Like all other interest groups or hobbyists in America, patriarchs did have their own journal. Issuing from tiny Willis, Virginia, Patriarch magazine sought “nothing less than a return to patriarchy, a society led by strong, godly men. . . . Each man should aim to be the founder of a dynasty for God.” [1] However, its editor suspended publication in 2004; circulation was probably never more than a few thousand; and in terms of graphics, it was clearly the product of a simple home business. Today’s would-be patriarch now has nowhere to turn for advice and inspiration.
And yet, to hear the feminists tell it, patriarchs remain wily and clever foes; their power undiminished. Feminist historian Judith Bennett marvels at patriarchy “in all its immense variety.” [2] The Marxist Heidi Hartmann finds patriarchy to be “a strikingly resilient form of social organization.” [3] Philosopher Gerda Lerner sees patriarchy as “remarkably adaptive and resilient.” [4]
When one strategy for the suppression of women fails, it seems, the patriarchs simply craft another.
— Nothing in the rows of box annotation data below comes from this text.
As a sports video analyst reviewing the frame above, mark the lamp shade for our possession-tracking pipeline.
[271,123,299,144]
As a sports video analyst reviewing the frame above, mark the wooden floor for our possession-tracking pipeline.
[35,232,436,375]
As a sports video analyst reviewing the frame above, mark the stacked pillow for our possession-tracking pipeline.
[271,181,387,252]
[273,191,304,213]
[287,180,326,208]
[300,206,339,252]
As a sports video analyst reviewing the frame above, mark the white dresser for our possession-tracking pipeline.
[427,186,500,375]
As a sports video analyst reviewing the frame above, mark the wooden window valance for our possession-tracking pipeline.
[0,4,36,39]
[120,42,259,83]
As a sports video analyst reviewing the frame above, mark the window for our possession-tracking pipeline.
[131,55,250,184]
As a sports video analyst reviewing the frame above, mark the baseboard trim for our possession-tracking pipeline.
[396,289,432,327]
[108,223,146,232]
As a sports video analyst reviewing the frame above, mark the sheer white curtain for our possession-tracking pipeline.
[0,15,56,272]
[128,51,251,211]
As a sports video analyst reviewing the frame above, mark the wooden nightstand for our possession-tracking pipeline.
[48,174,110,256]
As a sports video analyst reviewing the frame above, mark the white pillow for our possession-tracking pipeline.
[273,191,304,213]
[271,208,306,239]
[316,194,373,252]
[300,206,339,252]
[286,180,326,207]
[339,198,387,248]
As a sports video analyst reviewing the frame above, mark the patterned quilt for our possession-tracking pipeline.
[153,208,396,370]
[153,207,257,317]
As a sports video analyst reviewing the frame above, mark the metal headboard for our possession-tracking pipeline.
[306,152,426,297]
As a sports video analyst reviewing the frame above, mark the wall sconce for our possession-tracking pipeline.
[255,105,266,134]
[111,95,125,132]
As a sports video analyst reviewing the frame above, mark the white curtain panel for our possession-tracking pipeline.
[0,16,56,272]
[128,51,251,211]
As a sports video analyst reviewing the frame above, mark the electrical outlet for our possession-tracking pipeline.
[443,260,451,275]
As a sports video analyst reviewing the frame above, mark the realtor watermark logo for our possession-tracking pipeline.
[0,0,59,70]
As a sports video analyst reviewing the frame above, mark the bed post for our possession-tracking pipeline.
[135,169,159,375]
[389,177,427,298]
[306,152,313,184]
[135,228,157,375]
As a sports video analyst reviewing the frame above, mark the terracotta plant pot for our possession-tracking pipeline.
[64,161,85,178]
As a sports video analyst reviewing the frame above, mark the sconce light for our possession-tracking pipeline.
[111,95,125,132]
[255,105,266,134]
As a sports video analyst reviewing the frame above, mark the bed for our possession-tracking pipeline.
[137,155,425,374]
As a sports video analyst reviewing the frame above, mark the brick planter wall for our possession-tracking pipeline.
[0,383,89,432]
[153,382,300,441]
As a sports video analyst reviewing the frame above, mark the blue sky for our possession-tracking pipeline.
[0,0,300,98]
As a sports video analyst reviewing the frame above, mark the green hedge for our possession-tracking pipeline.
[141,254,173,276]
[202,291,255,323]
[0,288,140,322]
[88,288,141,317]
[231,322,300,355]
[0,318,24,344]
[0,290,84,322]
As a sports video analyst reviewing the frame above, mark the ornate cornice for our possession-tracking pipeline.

For example, after women won the vote and equal property rights in the early twentieth century, the patriarchs invented Freudianism which marked as “neurotic” and “perverted” those women who were not heterosexually active. As feminist theorist Sylvia Walby concludes: “for every victory won by women there has been a patriarchal blacklash in another area. Patriarchy is a dynamic system. . . . If women do win . . . , then patriarchal forces will regroup and regain control over them in other ways.” [5] Might this be true?
Patriarchs and Evolution
Feminists have long obsessed over the origin of patriarchy and its key institution, the family. Early on, they found little in the then understood human record that was encouraging. During the late nineteenth century, most anthropologists saw the patriarchal family as the pinnacle of human civilization. In Ancient Law (1861), Sir Henry Maine said that societies with women in power were low on the evolutionary scale, a situation suited only for savages. In contrast, patriarchal rule in families and states was the culmination of human progress. John Lubbock, in The Origin of Civilization and the Primitive Condition of Man (1870), also celebrated male rule as the foundation of civilized living. Lewis Henry Morgan’s Ancient Society (1877) devised an evolutionary sequence from a savage state dominated by women, through a barbaric phase with some matrilineal qualities, to civilization resting on patriarchal monogamy.